Recently, at a London dinner party, I found myself sitting next to a beautiful young woman with a PhD in physics and a passion for bondage. At first I thought: I’ve hit the jackpot! Brains-Beauty-Bondage — here she is: wife number three!
And then she treated me to a long monologue on the joys of bondage; the intricacies of knot-tying, bondage etiquette, arcane bondage practices from roughly the Middle Ages to the present (or so it seemed), plus her own bondage biography. Believe me, there’s no bore like a bondage bore.
Granted, we boring old heterosexuals have our faults and our limitations. We lack glamour. We rarely bonk outside the box. But at least we can laugh at ourselves; we’re happy to recognize the comedy — and the tragedy — of erotic life. But bondage people — at least the ones I’ve met — are so serious! So earnest and humorless about their practices. Did you ever hear the joke about the bondage practitioner who forgot her safe word? No? That’s because there are no bondage jokes.
Let’s be clear about this. By bondage people I don’t mean people who do a bit of bondage as part of their sexual repertoire. I mean people for whom it’s the central component of their sexual and social identity. Bondage is sex for people who don’t like sex. It’s about ritual. Theater. Pagan rites. Power relationships. To which I say: screw all that jazz — give me a good old-fashioned, passionate, I-LOVE-YOU-BABY! shtup any day of the week. You dig tying knots? Get a sailboat.
Least you think I’m being arrogantly heteronormative and judgmental, I should point out that the bondage brigade are the ones who look down on people like me. To them we’re the boring ones who practice what they dismiss as “vanilla sex” — that is, just plain regular sex. They assume that while we heterosexual squares are stuck in the sexually stifling suburbs of the erotic, they’re the ones bravely walking on the wild side and having all that exciting forbidden fun.
Middle-class professional people love all this bondage stuff — along with a wide range of erotic exotica — because it’s a way of overcoming the bourgeois blandness of being just a middle-class professional with kids, a nice house and a dog, just like all your other friends. I noticed that when my bondage dinner companion didn’t talk about bondage and just talked about all the ordinary stuff of life — her kids, her house, her career — she was just so vanilla. Banging on about bondage was her attempt to appear exotic and transgressive.
When I was a teenager, people like her who walked on the wild side seemed so fascinating. Today they’re often the most boring people in the room. What happened? When did sexual deviancy — as it used to be called — become so dull?
I’d say it began with the release of Lou Reed’s Transformer album in 1971 and in particular the track “Walk On the Wild Side.” That brought that sexy, sleazy, drug- gy, subterranean Warholian world to a much wider public in a way that was shocking but sweet and safe enough for pop fans to enjoy.
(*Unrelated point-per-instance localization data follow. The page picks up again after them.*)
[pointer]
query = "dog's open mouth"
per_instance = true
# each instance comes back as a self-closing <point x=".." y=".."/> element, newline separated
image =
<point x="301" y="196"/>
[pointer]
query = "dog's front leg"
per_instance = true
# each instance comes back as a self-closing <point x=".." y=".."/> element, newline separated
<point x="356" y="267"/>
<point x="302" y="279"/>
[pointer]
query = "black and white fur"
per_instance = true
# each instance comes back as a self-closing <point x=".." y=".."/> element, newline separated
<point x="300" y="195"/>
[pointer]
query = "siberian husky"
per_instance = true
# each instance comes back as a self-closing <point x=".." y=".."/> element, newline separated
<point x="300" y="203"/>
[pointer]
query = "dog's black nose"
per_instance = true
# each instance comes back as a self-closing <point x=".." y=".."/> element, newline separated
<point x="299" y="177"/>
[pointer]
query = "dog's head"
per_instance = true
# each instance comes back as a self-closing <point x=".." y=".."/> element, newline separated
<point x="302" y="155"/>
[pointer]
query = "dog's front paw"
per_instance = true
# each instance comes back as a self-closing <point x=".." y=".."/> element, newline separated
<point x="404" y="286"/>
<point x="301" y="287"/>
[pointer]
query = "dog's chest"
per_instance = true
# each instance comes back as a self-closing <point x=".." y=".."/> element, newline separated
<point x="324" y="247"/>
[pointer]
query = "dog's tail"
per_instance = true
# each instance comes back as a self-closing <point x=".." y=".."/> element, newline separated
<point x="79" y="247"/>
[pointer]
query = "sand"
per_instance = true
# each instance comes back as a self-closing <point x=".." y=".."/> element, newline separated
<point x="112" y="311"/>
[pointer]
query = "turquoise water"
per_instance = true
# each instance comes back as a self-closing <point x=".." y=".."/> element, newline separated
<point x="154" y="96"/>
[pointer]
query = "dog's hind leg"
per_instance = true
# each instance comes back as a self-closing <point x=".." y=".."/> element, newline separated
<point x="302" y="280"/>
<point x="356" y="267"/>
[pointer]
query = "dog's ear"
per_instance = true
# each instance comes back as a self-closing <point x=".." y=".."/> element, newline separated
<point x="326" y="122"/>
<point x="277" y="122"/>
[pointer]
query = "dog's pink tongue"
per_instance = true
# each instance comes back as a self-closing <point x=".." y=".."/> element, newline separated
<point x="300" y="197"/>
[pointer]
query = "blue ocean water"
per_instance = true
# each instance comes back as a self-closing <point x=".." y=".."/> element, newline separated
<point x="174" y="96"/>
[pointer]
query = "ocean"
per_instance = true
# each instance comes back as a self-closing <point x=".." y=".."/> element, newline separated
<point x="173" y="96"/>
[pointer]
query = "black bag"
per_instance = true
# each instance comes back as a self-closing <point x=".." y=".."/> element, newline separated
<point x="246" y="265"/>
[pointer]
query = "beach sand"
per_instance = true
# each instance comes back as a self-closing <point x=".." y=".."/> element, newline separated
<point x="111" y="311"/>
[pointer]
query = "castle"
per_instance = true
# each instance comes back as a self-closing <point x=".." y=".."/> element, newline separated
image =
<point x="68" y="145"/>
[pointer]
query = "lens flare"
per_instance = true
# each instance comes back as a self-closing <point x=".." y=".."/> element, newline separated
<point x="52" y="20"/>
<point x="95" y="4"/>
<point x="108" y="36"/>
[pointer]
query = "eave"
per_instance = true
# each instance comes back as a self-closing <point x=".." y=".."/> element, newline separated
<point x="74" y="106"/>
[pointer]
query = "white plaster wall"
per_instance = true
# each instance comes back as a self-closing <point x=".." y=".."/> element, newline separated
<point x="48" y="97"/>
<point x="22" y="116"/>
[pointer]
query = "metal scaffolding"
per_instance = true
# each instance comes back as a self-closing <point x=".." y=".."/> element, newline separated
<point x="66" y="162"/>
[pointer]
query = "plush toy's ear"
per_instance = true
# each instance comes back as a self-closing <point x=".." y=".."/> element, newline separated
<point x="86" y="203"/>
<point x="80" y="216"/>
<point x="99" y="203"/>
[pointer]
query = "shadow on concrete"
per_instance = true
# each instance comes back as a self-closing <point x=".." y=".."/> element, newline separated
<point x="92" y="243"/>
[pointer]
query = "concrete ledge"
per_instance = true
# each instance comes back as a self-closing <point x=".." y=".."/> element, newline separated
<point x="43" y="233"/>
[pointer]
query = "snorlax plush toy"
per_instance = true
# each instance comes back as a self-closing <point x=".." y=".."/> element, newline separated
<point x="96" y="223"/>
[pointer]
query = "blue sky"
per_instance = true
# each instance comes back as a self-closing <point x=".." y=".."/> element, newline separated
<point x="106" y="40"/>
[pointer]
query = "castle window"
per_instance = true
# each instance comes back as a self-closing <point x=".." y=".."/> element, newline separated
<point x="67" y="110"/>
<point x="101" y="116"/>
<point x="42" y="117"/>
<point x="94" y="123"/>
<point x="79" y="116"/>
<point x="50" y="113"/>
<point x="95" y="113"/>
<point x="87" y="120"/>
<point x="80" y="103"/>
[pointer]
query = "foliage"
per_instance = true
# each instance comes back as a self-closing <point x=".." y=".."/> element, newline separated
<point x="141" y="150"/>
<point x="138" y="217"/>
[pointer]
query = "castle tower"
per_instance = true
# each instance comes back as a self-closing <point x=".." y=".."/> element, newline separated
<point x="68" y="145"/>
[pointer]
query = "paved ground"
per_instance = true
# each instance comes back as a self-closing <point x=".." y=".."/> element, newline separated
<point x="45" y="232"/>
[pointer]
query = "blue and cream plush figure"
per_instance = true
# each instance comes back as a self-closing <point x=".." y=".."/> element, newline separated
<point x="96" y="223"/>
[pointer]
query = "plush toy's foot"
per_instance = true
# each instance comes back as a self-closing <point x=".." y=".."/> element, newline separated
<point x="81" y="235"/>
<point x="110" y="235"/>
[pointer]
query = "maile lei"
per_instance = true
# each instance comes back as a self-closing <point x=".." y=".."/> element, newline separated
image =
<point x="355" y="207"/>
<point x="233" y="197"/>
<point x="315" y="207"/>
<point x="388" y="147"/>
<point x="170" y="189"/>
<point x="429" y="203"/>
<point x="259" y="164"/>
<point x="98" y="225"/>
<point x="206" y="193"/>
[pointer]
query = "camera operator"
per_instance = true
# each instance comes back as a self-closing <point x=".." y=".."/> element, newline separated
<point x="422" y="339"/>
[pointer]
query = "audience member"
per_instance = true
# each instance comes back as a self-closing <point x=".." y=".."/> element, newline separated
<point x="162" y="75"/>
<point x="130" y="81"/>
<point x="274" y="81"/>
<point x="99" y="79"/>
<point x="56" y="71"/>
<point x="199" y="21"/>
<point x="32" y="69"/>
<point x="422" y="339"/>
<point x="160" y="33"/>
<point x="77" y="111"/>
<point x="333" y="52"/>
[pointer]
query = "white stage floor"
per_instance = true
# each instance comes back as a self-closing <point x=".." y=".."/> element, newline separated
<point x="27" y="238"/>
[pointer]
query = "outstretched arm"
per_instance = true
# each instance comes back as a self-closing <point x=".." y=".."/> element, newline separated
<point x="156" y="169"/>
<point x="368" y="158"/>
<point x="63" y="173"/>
Transformer — especially the track “Perfect Day” — was decadent fun for all the family.
In its wake, and over time, came the assimilation of pornography, anal sex, bondage, dogging or whatever took your fancy. Liberal tolerance, openness, inclusivity and moral relativism killed sexual deviancy: you can’t be an outsider if you demand to be accepted by those on the inside, and then win. On the plus side, “deviants” have gained legal and civil rights, and that’s a good thing, but deviancy has lost its aura of recherché romance.
So who are the deviants now? I took a date to a restaurant in Soho whose entrance looked like a sex shop complete with S&M clothes, chains, whips and gimp masks. On entering, the man at the reception desk told me that he was sorry, but their dress code has a strictly no-suit policy.
So I asked him: “If I was wearing a gimp mask with clamps on my nipples would I be allowed into your restaurant?”
“Absolutely” he said.
It occurred to me then that we old, boring heterosexuals with our “vanilla sex” have ended up as the new transgressives. At last, we’re the ones walking on the wild side.